Measure in teaspoons. The amount of sunscreen you also use matters: use too much, and it won’t dry in a reasonable amount of time, use too little, and you don’t get the right amount of coverage. The general rule for the amount of sunscreen you should apply dictates a teaspoon in the following areas: each of your arms, each of your legs, the front of your body, and the back of your body.
Reapply! Sunscreen is not a set it and forget it measure. Event “Active” or “Sports” brands require reapplication. Even if your sunscreen is water-resistant, reapply every 40 minutes.
And remember: you can still get UV damage on a cloudy day!
Clothing. You’ve probably heard this before but wearing long sleeves, pants, and a sunhat can help reduce your skin’s exposure to UV rays. However, if you live in a part of the world where the summer heat doesn’t allow for long sleeves, pants, and layers, you may feel like this is not an option for you.
There are brands like Athleta, UNIQLO, and Lulu Lemon that make lightweight clothes with built-in UV protection. It may be worth checking it out and testing it in lighter, Spring weather so you can decide for yourself if it will work for you in hotter temperatures.
Shade. The shade is your friend. An umbrella, a tree, a hat, and sunglasses; anything you can do to provide relief from the sun, even temporarily, will help reduce sun damage.
Don’t tan. This can seem challenging, everyone loves a good, bronzy glow in the Spring and summer, but even indoor tanning beds can increase your chances of getting skin cancer and skin damage. Instead, get your golden glow through the use of non-toxic self-tanners.
Protective Skincare: Blue Light Damage
We know that blue light can affect our vision and our brain’s ability to prep for sleep, but did you know that blue light also causes skin damage?
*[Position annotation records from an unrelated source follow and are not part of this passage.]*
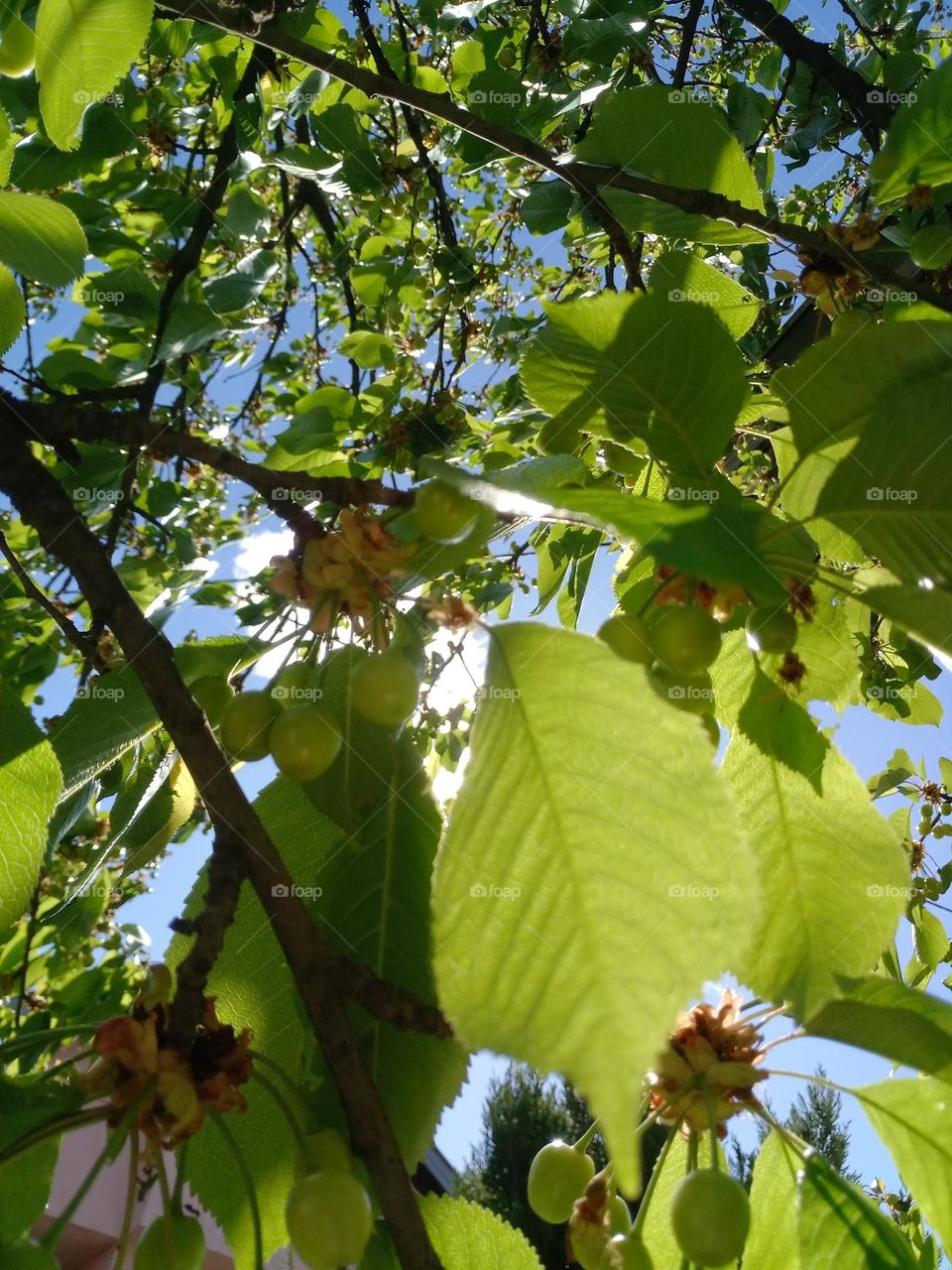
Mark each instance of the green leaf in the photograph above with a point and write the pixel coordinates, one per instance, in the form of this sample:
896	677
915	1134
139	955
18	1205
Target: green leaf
113	712
680	276
842	1229
918	148
84	48
30	790
243	286
639	368
861	492
833	875
13	310
41	239
466	1236
888	1017
669	137
772	1243
571	818
914	1119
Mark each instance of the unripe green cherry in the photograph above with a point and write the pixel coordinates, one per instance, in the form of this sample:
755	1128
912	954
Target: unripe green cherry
626	1252
771	630
18	50
685	639
245	724
303	742
212	695
932	246
443	512
329	1219
710	1216
557	1176
172	1239
627	636
385	689
619	1215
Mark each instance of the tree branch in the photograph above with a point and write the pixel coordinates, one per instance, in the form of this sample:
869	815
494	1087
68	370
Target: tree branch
42	503
697	202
There’s confusion around this topic because some dermatological treatments use blue light to heal damaged skin and acne.
So what’s the deal?
How does blue light damage my skin?
Blue light does have healing effects when applied by a dermatologist or an esthetician, but these are typically tools used for skin care treatment, and exposure is limited.
When we are exposed to blue light from electronic devices like our computers and smartphones, it’s a different story because we’re exposing our skin, especially our sensitive facial skin, to the light for hours at a time, every day, or almost every day.
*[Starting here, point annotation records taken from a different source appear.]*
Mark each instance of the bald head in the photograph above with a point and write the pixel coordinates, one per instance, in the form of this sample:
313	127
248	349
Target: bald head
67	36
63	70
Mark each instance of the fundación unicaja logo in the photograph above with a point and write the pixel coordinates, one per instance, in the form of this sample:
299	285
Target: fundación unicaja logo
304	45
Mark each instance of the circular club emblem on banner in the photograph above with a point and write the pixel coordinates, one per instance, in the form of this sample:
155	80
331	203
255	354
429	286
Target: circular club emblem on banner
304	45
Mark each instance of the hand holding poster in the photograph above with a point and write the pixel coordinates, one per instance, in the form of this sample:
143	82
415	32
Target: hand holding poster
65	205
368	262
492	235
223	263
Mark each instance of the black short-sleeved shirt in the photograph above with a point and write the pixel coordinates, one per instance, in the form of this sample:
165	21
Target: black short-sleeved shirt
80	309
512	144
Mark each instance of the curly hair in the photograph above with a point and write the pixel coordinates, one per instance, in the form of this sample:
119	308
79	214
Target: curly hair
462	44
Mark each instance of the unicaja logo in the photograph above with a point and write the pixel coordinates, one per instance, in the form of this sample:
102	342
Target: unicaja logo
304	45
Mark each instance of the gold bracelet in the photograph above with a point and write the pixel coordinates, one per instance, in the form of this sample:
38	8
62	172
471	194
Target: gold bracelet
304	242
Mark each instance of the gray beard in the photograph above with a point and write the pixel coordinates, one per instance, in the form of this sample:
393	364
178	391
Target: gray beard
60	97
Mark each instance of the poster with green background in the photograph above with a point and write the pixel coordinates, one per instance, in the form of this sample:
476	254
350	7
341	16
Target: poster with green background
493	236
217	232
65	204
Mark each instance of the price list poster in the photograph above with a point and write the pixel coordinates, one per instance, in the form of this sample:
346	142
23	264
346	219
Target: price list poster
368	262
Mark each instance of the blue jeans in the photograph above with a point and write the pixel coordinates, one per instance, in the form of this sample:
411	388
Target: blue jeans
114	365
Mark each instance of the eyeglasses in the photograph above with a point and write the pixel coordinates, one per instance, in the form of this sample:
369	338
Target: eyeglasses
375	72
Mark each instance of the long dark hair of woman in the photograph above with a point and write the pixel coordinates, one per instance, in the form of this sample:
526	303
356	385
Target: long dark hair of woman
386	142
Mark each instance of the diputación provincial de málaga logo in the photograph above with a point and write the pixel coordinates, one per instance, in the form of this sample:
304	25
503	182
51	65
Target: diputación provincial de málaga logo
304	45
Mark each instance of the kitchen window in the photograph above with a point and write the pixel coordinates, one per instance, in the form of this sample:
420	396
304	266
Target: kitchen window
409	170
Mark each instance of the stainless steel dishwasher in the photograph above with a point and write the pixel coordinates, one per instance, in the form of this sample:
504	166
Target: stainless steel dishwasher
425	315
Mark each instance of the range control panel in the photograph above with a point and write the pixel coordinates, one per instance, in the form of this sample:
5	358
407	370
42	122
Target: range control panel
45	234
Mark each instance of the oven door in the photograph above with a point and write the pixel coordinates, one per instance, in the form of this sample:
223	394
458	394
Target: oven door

This long exposure can generate free radicals and break down the collagen in your skin leading to spots, premature wrinkles, and drooping.
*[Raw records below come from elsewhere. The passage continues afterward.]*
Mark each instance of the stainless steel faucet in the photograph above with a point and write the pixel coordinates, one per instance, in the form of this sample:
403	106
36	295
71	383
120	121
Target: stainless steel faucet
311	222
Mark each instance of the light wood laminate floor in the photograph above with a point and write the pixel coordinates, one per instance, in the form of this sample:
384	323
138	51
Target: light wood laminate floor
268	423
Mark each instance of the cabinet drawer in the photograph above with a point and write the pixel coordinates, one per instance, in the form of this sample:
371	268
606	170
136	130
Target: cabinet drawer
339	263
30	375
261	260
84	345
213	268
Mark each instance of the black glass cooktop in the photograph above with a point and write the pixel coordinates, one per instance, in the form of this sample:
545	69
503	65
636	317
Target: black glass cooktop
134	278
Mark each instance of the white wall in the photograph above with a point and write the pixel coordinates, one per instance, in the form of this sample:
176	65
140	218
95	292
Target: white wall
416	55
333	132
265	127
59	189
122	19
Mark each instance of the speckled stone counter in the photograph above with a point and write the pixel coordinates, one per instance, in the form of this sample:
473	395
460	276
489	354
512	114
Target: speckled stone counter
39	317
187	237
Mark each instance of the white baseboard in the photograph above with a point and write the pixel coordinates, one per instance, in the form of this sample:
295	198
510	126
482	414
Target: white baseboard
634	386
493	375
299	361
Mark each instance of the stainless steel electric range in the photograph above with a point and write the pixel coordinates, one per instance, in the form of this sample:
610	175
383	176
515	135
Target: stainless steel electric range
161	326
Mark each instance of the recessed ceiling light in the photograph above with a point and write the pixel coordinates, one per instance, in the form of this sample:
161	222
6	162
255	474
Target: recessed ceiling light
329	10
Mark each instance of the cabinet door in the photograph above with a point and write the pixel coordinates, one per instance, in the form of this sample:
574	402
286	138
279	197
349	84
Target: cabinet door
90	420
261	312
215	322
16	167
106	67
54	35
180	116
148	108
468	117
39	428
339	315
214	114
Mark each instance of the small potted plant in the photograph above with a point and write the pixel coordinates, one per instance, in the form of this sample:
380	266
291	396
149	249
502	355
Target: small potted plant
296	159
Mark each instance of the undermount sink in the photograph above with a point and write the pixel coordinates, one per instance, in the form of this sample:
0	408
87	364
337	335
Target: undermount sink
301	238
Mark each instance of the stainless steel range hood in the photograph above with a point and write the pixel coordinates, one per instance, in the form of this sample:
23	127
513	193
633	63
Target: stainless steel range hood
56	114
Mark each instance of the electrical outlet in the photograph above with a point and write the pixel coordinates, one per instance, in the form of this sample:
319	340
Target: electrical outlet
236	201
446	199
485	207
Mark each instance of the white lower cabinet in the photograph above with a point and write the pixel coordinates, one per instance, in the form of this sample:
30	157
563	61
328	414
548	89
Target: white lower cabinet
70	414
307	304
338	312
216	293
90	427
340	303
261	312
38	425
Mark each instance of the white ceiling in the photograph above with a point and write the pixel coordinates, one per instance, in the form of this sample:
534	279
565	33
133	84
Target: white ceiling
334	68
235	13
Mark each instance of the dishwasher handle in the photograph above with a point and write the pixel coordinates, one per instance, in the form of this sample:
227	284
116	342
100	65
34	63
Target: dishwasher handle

Blue Light Protection Tips
It’s essential to do your research on any product that claims to protect your skin and eyes, specifically from blue light, as there are many fake products out there. There are two proven ways that not only help you with blue light but help your skin in general:
Mineral sunscreen with Zinc Oxide. Zinc oxide, a common ingredient in sunscreen, not only protects against UVA and UVB rays. But it’s also been shown to protect from blue light damage, as well. If there’s only one skincare tip you take away from this post: you can’t go wrong with sunscreen every day, whether you’re outdoors or indoors.
Matcha Green Tea. Matcha green tea is not only a popular tea that is relatively easy to get; it’s an antioxidant powerhouse that can help fight the free radicals generated by blue lights. Other foods have antioxidant powers in them, so be sure to look around and see what works within your routine so you’re more likely to eat/drink it during the day.
No matter what: Sunscreen
If this post hasn’t made it abundantly clear that protecting your skin requires sunscreen, then we’ll say it more succinctly: your skin will not be adequately protected without sunscreen/SPF protection.
Look for beauty products with SPF built-in, like creams, lotions, and foundations. You’ll be happy that you took the preventative measures when you’re older and your skin is still flawless!